霍芳年因为他这个问题露出个意味深长的表情,他注视了辛荷很长时间,目光在辛荷脸上来回扫视,最后似笑非笑地如实说:“他希望你拿钱离开香港,还说你年龄小,可能只是鬼迷心窍,让我不要再为难你。”
霍芳年道:“废物永远是废物。明知道你要他的命,他想了两个月,最后还是只想出让我别再为难你的决定。”
阴云酝酿了一整天,终于在第二天清晨,香港上空飘下了沙粒般微小的雪花。
辛荷换了身衣服,走之前还洗了个澡,他走进霍瞿庭病房的时候,霍瞿庭手里正拿着一沓照片样的东西在看。
等他走到一半,他抬起头看他,面孔紧绷,上面是压不住的震怒。
他扬手扔过来的照片一张张拍在辛荷的脸上,辛荷低头去看,每一张上面都是霍瞿庭裸露的身体,他的脸清晰到不会使人有半分犹豫就能把他对得上号。
而被他搂在怀里或压在身下的那具瘦削的身体却从始至终没有出镜。
辛荷的腿有些软,他停下脚步,慢慢蹲下身,想把那些刺眼的东西翻到背面,颤抖的手却无法捏住其中的任何一张。
霍瞿庭冰冷的声音从他头顶传来:“解释。”
辛荷跪坐在地上,不知道什么时候霍瞿庭从病床上下来了,辛荷才发现他的腿脚也受了伤,走起路来并不利索。

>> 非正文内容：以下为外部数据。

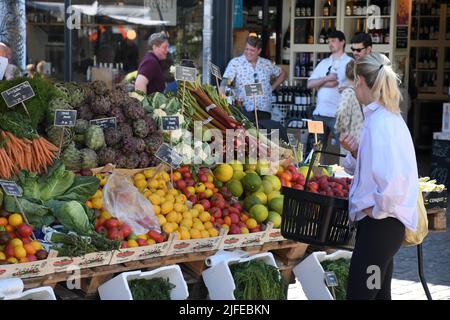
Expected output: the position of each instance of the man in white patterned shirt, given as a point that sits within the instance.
(250, 68)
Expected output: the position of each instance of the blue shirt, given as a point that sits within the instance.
(385, 172)
(242, 72)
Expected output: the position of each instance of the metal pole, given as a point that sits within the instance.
(67, 44)
(207, 38)
(421, 274)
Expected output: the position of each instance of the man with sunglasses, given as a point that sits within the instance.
(361, 45)
(250, 68)
(326, 78)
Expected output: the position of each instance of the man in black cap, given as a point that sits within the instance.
(327, 78)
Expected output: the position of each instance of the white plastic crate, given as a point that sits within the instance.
(312, 276)
(119, 289)
(219, 280)
(12, 289)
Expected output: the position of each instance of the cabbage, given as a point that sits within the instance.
(73, 217)
(56, 183)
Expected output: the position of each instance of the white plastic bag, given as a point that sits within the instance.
(124, 202)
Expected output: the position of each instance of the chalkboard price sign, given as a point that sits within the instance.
(185, 74)
(440, 162)
(65, 118)
(104, 123)
(169, 156)
(253, 90)
(18, 94)
(171, 123)
(11, 188)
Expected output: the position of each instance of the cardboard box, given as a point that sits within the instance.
(140, 253)
(446, 118)
(26, 270)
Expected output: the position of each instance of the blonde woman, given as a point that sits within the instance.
(384, 191)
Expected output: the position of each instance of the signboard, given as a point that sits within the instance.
(315, 127)
(105, 123)
(331, 279)
(171, 123)
(292, 140)
(185, 74)
(253, 90)
(440, 162)
(215, 70)
(3, 66)
(168, 9)
(167, 155)
(65, 118)
(18, 94)
(11, 188)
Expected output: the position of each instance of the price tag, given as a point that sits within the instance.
(292, 140)
(215, 70)
(65, 118)
(331, 279)
(185, 74)
(105, 123)
(315, 127)
(254, 89)
(171, 123)
(18, 94)
(3, 66)
(11, 188)
(167, 155)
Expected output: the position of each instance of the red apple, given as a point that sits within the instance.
(216, 212)
(111, 223)
(31, 258)
(141, 242)
(234, 218)
(206, 204)
(24, 231)
(238, 206)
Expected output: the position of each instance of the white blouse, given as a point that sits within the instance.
(385, 172)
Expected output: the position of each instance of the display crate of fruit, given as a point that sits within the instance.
(140, 253)
(95, 259)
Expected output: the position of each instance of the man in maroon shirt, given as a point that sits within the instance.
(150, 73)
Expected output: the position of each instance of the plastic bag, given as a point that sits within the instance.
(413, 238)
(124, 202)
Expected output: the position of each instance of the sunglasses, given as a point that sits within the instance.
(357, 49)
(255, 75)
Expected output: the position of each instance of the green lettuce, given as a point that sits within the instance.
(81, 190)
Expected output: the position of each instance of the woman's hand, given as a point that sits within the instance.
(350, 144)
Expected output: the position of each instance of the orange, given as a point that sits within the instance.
(29, 248)
(12, 260)
(3, 221)
(20, 252)
(16, 243)
(251, 223)
(15, 219)
(227, 220)
(36, 244)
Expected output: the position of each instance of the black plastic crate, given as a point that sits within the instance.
(317, 219)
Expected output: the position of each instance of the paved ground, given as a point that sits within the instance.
(436, 259)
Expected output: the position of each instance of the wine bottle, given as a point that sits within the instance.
(327, 8)
(323, 34)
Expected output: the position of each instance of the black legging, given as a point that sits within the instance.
(377, 242)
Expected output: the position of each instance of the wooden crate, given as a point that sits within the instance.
(437, 219)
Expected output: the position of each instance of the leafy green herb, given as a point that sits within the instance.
(151, 289)
(256, 280)
(340, 267)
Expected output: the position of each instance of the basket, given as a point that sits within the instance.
(317, 219)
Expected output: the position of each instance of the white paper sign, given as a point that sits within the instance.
(3, 66)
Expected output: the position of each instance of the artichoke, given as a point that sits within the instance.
(71, 158)
(94, 138)
(88, 159)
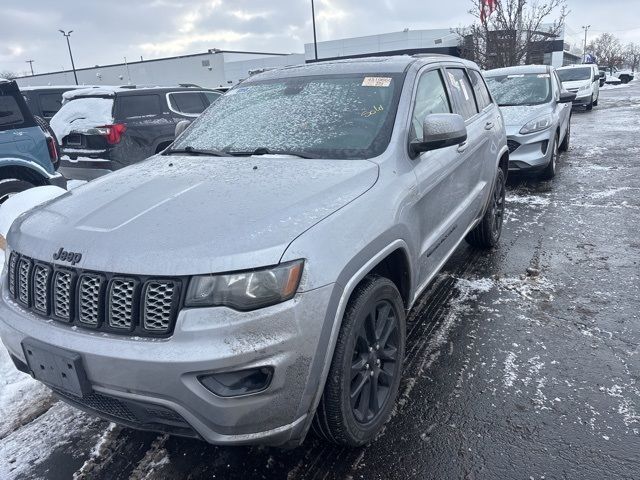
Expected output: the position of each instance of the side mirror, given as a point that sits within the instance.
(440, 130)
(567, 97)
(181, 126)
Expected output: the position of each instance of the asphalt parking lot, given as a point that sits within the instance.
(522, 363)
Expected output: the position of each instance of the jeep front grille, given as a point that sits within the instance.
(104, 301)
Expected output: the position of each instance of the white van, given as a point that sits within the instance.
(584, 81)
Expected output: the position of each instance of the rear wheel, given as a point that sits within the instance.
(487, 233)
(367, 364)
(11, 186)
(550, 170)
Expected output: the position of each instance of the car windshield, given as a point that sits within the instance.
(573, 74)
(521, 89)
(329, 116)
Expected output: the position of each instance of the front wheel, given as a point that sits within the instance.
(11, 186)
(363, 380)
(487, 233)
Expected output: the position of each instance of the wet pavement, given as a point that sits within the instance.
(521, 363)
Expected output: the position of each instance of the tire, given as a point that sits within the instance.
(11, 186)
(362, 350)
(487, 233)
(550, 170)
(564, 146)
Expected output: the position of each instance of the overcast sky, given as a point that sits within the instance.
(107, 31)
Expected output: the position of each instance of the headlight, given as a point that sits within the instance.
(537, 125)
(248, 290)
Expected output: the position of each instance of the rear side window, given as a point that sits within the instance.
(10, 114)
(192, 103)
(131, 106)
(462, 92)
(50, 103)
(431, 97)
(482, 94)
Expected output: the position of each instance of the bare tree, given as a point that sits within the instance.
(607, 50)
(516, 33)
(632, 55)
(9, 75)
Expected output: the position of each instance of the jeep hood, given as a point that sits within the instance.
(174, 215)
(520, 115)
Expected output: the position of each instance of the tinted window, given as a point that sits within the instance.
(463, 92)
(50, 103)
(330, 116)
(520, 89)
(482, 94)
(187, 102)
(10, 114)
(431, 97)
(130, 106)
(212, 96)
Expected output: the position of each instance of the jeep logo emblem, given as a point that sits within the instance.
(65, 256)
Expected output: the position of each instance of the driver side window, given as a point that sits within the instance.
(431, 97)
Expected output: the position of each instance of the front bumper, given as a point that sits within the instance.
(532, 152)
(164, 372)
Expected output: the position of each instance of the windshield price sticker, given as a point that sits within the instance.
(376, 81)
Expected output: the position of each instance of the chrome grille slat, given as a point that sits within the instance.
(121, 303)
(24, 276)
(158, 305)
(13, 262)
(41, 275)
(62, 294)
(89, 299)
(103, 301)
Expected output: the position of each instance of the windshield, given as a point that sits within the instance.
(573, 74)
(329, 116)
(515, 90)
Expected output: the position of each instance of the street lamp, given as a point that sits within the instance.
(67, 35)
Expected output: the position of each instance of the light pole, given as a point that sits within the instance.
(67, 35)
(584, 52)
(313, 19)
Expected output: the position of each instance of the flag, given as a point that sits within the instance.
(487, 7)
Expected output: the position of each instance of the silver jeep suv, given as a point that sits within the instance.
(253, 280)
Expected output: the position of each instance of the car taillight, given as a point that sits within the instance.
(53, 151)
(112, 133)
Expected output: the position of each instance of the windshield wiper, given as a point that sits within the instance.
(195, 151)
(266, 151)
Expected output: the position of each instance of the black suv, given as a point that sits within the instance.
(102, 129)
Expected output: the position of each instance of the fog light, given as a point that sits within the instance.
(242, 382)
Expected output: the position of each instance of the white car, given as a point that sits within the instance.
(584, 81)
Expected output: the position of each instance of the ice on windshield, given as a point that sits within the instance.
(81, 114)
(332, 116)
(527, 89)
(573, 74)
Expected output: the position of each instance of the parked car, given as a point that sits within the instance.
(28, 154)
(584, 81)
(256, 275)
(614, 75)
(45, 101)
(105, 129)
(537, 114)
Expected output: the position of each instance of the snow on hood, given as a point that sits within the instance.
(81, 114)
(519, 115)
(175, 215)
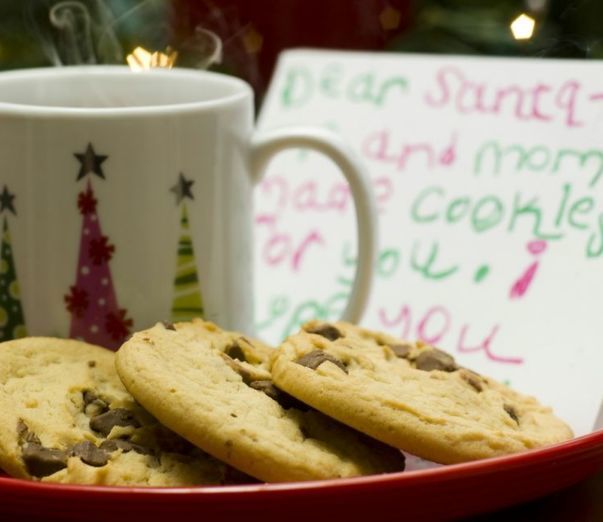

他跌跌撞撞地走到辛荷身边,穿着病号服的身躯显得没有以前那样强壮,也跟着蹲下,一只手很用力地捏住辛荷的侧脸,弄得他发疼,让他抬起头来,看着他流泪的眼睛说:“说话,辛荷。”
“我无话可说。”
辛荷感觉自己的心里在淌血,不是因为被霍瞿庭误会,而是因为霍瞿庭脸上的表情。
他分明被陌生的自己狠狠刺伤,却又克制着不肯泄露一丝情绪,那张英俊的脸上全是痛苦,他以为自己看不出来。
“为什么这么做,我对你不好吗?”霍瞿庭很压抑地问,“我欺负你?”
辛荷说:“没有。”
“是我强迫你?”
“没有。”
“那为什么?”霍瞿庭紧皱眉头,绷紧下颌问他一个没有答案的问题,“为什么?”
辛荷说:“什么都不因为。”
霍瞿庭不像他们上一次见面的时候,只是冷眼看他不说话,这次他问了很多问题,态度是相反的,悲哀和趋近绝望的情绪却是一样的。
换成辛荷没什么好说的了。
他只是不停地哭,泪腺几乎要因为过度使用而坏掉。
霍瞿庭用力捏住他肩膀,带着为什么的问题一个接一个,那些照片逐渐被两个人纠缠的动作弄皱,辛荷躲开霍瞿庭来抓他的手的时候指尖扫过照片一角,伤口很快冒出血珠。